The progress of breast cancer and other tumors can be stopped by blocking angiogenesis, researchers at Lineberger Comprehensive Cancer Center at the University of North Carolina at Chapel Hill have revealed..
Angiogenesis, simply the formation of blood vessels, plays an important role in the growth and spread of cancer, as new blood vessels provide essential nourishment to cancer cells, allowing them to grow, travel to other parts of the body and form new cancers.
According to the researchers, targeting angiogenesis is certainly less toxic than the standard chemotherapy approach that kills cancer cells and normal cells in the same way.
Other researchers have also shown that this new tactic shows positive results in the treatment of breast cancer and colon cancer with the drug bevacizumab (commercially known as Avastin), by inhibiting an important protein in angiogenesis, called vascular endothelial growth factor (VEGF).
"There is a large amount of data that shows if you block angiogenesis, you can block tumor growth. But VEGF is not responsible for all of angiogenesis. We wanted to identify more targets for this therapeutic approach. The most exciting aspect of this study is that we now have a very large list of potential targets that we will continue to work on for at least the next decade," said Dr. Nancy Klauber-DeMore, associate professor of surgery in the UNC School of Medicine.

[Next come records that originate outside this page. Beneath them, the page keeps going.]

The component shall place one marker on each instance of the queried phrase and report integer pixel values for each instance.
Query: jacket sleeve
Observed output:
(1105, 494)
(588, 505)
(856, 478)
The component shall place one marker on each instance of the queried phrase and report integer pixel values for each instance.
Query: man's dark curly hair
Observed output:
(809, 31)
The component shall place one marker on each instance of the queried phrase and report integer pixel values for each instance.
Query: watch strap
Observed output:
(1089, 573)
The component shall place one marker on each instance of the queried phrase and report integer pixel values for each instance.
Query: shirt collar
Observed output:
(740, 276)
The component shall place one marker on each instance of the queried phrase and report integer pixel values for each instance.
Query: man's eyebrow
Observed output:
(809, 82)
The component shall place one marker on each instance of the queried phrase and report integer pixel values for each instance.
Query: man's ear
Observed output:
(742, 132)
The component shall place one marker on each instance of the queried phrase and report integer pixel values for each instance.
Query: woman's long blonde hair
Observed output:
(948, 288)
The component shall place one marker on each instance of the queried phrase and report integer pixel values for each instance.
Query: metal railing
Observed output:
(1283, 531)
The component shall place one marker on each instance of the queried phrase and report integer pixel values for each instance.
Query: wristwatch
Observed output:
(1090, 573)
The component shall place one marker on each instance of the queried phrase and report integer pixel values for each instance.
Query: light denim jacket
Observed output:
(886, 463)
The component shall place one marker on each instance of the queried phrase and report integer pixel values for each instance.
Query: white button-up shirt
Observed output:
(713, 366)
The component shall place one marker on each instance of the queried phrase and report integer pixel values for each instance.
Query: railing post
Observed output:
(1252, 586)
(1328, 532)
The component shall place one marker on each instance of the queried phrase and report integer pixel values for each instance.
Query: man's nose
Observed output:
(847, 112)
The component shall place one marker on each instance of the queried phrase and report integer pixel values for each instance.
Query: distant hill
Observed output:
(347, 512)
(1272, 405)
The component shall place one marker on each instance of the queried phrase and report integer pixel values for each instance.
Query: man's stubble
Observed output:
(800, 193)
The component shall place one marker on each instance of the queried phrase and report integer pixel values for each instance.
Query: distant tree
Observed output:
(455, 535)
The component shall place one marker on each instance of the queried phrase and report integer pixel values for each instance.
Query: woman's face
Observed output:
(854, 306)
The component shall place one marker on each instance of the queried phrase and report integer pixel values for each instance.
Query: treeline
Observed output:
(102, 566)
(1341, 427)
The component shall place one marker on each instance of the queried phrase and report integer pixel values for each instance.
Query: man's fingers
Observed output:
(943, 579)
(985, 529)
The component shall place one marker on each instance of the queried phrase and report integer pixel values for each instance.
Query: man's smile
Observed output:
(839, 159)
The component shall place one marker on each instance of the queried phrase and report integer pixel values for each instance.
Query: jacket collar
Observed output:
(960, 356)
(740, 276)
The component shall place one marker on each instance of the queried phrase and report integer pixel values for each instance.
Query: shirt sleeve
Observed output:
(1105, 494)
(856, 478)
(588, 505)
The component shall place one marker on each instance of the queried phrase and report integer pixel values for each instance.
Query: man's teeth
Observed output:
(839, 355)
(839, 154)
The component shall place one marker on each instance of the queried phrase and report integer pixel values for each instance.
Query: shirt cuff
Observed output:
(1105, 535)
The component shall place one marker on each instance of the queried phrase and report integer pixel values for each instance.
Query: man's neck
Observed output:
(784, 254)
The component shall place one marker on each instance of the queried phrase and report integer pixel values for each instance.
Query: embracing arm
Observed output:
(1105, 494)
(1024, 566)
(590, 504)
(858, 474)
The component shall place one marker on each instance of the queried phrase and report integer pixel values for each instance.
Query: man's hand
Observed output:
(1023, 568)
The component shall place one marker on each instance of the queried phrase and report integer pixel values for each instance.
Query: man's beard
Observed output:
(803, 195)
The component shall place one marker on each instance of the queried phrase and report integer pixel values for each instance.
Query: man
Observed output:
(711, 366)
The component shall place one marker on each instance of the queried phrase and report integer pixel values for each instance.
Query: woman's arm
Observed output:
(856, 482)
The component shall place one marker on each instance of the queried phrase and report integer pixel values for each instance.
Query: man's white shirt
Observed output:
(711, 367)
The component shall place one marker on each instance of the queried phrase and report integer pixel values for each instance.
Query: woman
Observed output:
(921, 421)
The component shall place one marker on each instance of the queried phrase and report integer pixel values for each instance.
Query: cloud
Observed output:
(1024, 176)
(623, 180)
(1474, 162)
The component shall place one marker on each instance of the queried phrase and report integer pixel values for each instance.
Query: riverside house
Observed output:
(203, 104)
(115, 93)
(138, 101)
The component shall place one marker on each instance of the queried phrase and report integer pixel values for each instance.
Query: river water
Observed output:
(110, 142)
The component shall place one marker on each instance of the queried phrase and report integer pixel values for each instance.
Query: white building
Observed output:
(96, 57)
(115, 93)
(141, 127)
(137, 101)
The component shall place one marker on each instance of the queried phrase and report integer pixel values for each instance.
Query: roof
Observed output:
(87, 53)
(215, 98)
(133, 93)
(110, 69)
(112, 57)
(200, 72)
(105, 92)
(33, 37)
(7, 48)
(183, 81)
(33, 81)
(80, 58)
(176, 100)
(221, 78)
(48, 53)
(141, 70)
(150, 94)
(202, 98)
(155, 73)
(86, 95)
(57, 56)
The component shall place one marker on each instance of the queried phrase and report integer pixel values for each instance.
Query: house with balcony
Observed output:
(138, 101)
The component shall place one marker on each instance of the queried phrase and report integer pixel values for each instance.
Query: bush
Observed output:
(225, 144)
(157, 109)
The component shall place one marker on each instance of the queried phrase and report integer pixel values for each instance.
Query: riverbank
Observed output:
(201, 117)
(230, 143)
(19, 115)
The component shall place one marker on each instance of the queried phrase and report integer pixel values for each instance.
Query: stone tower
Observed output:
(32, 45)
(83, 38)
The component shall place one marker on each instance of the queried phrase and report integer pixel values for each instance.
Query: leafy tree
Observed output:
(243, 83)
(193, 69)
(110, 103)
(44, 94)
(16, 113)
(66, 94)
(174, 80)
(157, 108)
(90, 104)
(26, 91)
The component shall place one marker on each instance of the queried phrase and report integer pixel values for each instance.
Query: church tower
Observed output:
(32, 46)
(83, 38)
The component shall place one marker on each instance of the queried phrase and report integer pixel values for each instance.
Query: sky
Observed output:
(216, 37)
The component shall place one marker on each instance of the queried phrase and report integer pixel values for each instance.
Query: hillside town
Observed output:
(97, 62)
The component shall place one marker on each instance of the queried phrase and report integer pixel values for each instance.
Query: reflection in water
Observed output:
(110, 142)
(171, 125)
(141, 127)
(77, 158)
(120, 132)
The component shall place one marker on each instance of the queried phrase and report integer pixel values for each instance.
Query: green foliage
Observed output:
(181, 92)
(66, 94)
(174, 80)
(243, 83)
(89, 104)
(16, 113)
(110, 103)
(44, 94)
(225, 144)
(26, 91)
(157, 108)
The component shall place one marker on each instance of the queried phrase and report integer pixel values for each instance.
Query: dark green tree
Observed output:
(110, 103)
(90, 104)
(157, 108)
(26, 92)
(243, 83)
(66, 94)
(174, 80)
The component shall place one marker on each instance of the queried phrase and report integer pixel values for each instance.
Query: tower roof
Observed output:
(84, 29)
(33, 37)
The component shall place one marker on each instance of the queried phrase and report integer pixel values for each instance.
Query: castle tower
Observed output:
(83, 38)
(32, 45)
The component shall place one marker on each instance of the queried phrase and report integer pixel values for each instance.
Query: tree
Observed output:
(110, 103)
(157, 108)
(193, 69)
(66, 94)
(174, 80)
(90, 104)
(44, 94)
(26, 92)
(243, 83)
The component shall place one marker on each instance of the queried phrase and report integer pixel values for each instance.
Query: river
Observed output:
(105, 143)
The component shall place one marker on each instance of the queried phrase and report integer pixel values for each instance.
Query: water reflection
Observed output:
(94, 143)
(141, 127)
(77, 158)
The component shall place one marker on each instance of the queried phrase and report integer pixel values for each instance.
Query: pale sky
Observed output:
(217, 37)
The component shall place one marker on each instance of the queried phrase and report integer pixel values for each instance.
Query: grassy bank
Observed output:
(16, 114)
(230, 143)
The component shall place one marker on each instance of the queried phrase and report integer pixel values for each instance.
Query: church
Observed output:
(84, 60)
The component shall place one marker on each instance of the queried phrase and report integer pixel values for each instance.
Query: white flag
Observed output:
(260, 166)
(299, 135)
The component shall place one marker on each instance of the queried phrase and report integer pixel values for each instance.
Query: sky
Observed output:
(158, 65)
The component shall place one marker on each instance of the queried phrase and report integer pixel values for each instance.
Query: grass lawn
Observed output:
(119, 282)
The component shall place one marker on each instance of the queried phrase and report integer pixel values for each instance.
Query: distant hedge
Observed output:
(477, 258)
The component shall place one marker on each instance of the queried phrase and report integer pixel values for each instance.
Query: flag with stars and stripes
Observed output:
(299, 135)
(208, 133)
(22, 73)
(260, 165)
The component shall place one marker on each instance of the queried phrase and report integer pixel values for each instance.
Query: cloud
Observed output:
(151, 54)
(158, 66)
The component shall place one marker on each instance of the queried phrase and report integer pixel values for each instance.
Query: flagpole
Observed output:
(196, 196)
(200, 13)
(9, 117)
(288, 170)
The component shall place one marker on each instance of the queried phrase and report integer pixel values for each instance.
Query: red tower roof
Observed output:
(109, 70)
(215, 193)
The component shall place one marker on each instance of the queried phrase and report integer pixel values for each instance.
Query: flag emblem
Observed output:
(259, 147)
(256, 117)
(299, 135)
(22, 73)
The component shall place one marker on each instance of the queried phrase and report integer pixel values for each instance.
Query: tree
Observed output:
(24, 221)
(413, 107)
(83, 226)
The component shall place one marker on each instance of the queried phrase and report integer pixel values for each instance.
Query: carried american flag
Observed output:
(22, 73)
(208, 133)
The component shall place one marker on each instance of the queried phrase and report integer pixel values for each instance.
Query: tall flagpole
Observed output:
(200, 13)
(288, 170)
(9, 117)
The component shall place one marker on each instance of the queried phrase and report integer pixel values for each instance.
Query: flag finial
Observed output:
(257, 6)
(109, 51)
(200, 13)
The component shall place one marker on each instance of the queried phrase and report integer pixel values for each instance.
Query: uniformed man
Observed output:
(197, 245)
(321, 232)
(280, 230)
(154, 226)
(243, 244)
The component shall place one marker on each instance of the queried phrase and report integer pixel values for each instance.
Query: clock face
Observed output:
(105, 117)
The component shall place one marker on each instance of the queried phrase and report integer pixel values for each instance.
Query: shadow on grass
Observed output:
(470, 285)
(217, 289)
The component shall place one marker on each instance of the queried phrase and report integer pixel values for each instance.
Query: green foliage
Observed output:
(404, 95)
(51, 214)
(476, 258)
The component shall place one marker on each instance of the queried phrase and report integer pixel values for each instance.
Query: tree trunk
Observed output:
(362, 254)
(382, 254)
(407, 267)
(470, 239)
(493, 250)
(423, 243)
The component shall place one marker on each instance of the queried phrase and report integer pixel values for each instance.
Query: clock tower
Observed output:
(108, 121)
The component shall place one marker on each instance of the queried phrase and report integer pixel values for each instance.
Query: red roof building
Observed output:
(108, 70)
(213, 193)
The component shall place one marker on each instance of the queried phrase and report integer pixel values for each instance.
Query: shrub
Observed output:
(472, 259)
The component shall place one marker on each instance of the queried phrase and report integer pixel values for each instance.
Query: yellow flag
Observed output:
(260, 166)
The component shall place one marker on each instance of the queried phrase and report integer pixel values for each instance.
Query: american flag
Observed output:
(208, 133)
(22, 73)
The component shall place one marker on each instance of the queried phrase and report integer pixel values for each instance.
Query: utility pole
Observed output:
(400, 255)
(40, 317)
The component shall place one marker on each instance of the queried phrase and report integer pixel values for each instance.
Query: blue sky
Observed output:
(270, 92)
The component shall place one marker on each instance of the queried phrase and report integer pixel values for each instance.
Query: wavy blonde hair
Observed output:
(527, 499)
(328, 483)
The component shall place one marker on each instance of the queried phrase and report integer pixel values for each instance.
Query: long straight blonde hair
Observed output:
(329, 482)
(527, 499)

As tumors cannot proliferate without the formation of new blood vessels, the researchers looked for new targets that are overexpressed on tumor blood vessels. After 3 years the researchers perfected a technique enabling them to microdissect individual vascular cells from frozen sections of five cancerous and five normal breast tissue samples.
After comparing the gene activity in both samples, they found 55 genes out of 1,176 were overexpressed more than four-fold in blood vessels from breast cancer.
They also found that seven of the genes encoded membrane or secreted proteins and four of these - namely FAP, SFRP2, JAK3 and SMPD3 - had not just increased gene expression, but also increased protein expression in breast tumor vessels, and thus could be good targets for the development of novel cancer therapies.
Klauber-DeMore said that there's a need for further research to accurately define whether these proteins induce angiogenesis which would then lead them to design new compounds and test existing ones to see if they inhibit tumor growth.
"We've only looked at seven out of a list of 55 potential targets. This work points us in the direction we need to go to develop the next generation of angiogenesis inhibitors," said Klauber-DeMore.
A report of the study appeared online in the American Journal of Pathology and will soon appear in the print edition of the journal.